Mais de oitocentos Lordes, a maioria da ala conservadora, transformaram-se numa dor de cabeça de última hora para Theresa May. A primeira-ministra quer acionar o artigo 50º do Tratado de Lisboa a 15 de março, mas até lá precisa reavaliar as duas inesperadas emendas, propostas pela câmara alta do parlamento, ao projecto de lei que inicia a saída britânica da União Europeia (UE).
A Câmara dos Lordes – considerada muitas vezes anacrónica e alvo permanente da promessa de reforma em campanhas eleitorais – parece ter assumido o papel de oposição política que, em circunstâncias normais, caberia aos trabalhistas liderados por Jeremy Corbyn. Nunca, desde 1831, houve uma participação tão elevada dos Lordes como durante a apreciação do iniciativa legislativa do Brexit e a posterior proposta de emendas.

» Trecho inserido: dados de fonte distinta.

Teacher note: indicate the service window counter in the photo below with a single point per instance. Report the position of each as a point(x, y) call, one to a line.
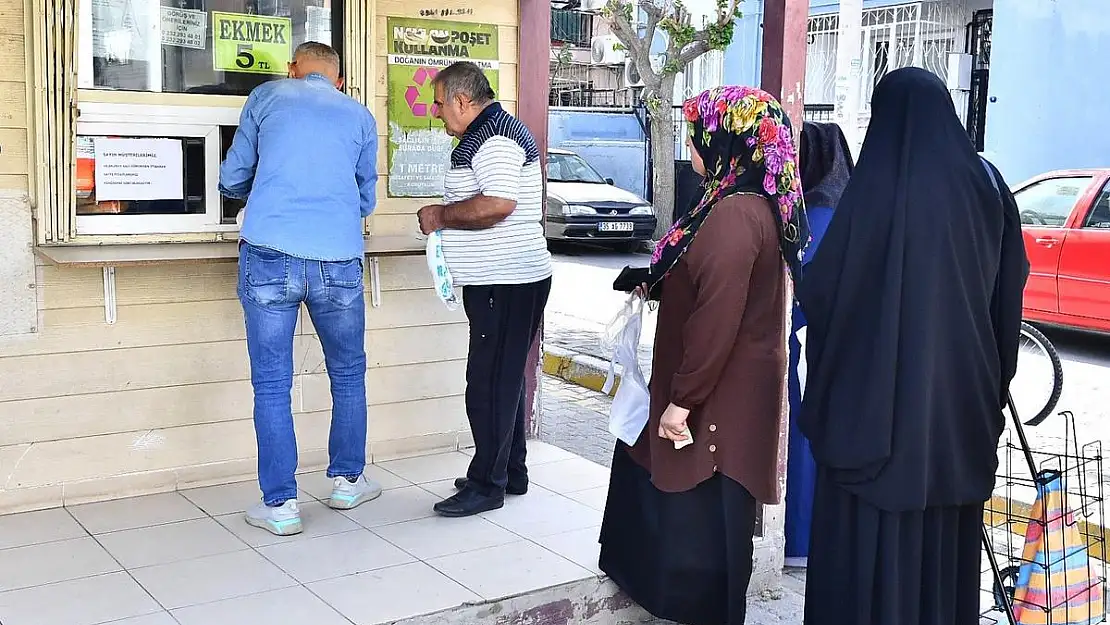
point(134, 377)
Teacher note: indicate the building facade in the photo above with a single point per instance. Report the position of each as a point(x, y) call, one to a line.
point(588, 69)
point(122, 361)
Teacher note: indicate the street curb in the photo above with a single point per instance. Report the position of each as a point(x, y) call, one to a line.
point(586, 371)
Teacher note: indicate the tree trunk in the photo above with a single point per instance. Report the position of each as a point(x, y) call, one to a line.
point(663, 168)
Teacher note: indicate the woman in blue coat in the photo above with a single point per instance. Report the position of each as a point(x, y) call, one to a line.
point(826, 165)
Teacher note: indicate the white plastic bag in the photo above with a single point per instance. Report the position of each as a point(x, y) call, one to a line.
point(629, 412)
point(441, 274)
point(803, 370)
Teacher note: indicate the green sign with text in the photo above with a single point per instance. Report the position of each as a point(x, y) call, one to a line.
point(420, 149)
point(251, 43)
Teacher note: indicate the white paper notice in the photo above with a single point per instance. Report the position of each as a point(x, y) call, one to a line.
point(139, 169)
point(184, 28)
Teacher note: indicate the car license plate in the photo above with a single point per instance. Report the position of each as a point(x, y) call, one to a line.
point(615, 227)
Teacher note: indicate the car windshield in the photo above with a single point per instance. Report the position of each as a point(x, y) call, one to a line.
point(571, 168)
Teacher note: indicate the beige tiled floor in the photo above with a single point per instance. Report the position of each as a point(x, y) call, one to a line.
point(189, 558)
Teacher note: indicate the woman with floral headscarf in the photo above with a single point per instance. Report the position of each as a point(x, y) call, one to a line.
point(682, 503)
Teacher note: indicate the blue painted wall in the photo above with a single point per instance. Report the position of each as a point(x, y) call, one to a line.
point(743, 57)
point(613, 143)
point(1050, 81)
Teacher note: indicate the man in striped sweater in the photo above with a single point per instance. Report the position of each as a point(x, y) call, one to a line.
point(494, 244)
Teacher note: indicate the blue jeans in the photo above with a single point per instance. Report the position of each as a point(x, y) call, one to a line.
point(271, 288)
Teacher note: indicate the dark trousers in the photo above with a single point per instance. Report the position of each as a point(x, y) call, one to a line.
point(504, 322)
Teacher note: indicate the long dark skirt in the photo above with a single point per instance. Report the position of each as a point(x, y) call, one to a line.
point(800, 469)
point(873, 567)
point(683, 556)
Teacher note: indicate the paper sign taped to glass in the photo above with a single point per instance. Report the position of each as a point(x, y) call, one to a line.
point(251, 43)
point(1056, 584)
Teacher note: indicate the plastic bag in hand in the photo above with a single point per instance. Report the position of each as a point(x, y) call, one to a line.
point(629, 412)
point(441, 274)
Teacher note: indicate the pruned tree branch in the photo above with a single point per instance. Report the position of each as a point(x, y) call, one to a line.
point(700, 46)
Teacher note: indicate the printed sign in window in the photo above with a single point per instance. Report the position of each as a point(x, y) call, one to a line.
point(139, 169)
point(251, 43)
point(183, 28)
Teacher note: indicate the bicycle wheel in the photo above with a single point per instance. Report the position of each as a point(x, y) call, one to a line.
point(1039, 380)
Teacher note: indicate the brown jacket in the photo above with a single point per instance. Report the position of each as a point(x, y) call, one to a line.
point(720, 352)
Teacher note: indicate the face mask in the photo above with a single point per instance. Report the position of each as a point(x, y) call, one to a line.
point(441, 274)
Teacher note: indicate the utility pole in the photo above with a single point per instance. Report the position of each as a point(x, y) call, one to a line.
point(848, 69)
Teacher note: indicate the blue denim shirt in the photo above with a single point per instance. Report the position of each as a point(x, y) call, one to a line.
point(305, 160)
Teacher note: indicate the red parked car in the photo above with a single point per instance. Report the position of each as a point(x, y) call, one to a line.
point(1066, 223)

Uma delas, aprovada por 366 Lordes contra 268 esta terça-feira, obriga Londres a sujeitar o acordo final do Brexit a um “voto significativo” do parlamento britânico. May já tinha garantido que as duas câmaras seriam chamadas a pronunciar-se sobre o resultado das negociações com Bruxelas. E que, em caso de um chumbo parlamentar, o Reino Unido divorciava-se da UE sem acordo. Ao se excluir o cenário de um não-acordo, segundo o governo, há um incentivo para a UE oferecer um acordo pior.
“O parlamento deve decidir se prefere um não-acordo ou o acordo oferecido pela UE”, defende Lorde Pannick. Por isso, a Câmara dos Lordes quer mais – quer que o governo, em caso de chumbo, se comprometa a voltar à mesa de negociações para conseguir um acordo melhor. “É dever do Parlamento afirmar a nossa soberania e determinar o legado que deixamos às novas gerações”, frisou o Lorde Michael Heseltine, um dos 13 rebeldes conservadores (do mesmo partido de May) que votou a favor da emenda.
Uma semana antes, outra emenda da Câmara dos Lordes, aprovada por 358 votos contra 256, exigiu a garantia unilateral dos direitos dos nacionais de outros países da UE residentes no Reino Unido. “Parece claro que alguns Lordes querem frustrar o processo, mas é intenção do governo assegurar que isso não acontece”, reagiu o ministro para o Brexit, David Davis, ao desafio da câmara alta. Na desforra, Londres retirou o octogenário Lord Heseltine – que serviu no governo de Thatcher e entrou na câmara alta pela mão de David Cameron – de um cargo de consultor governamental. “O futuro deste país está inextricavelmente ligado aos nossos amigos europeu”, disse.
Ambas as emendas vão ser apreciadas, na próxima semana, pelos deputados da câmara baixa de onde saiu com poucas objeções. O mais provável é que sejam chumbadas e, nesse caso, voltam à câmara alta (não-eleita), onde acabaria por prevalecer o voto da Câmara dos Comuns. Quanto muito, os Lordes conseguem baralhar o calendário do Brexit, uma vez que a nova avaliação das emendas coincide com o debate sobre o orçamento para este ano e a margem para iniciar o Brexit em Bruxelas a 15 de março fica mais curta.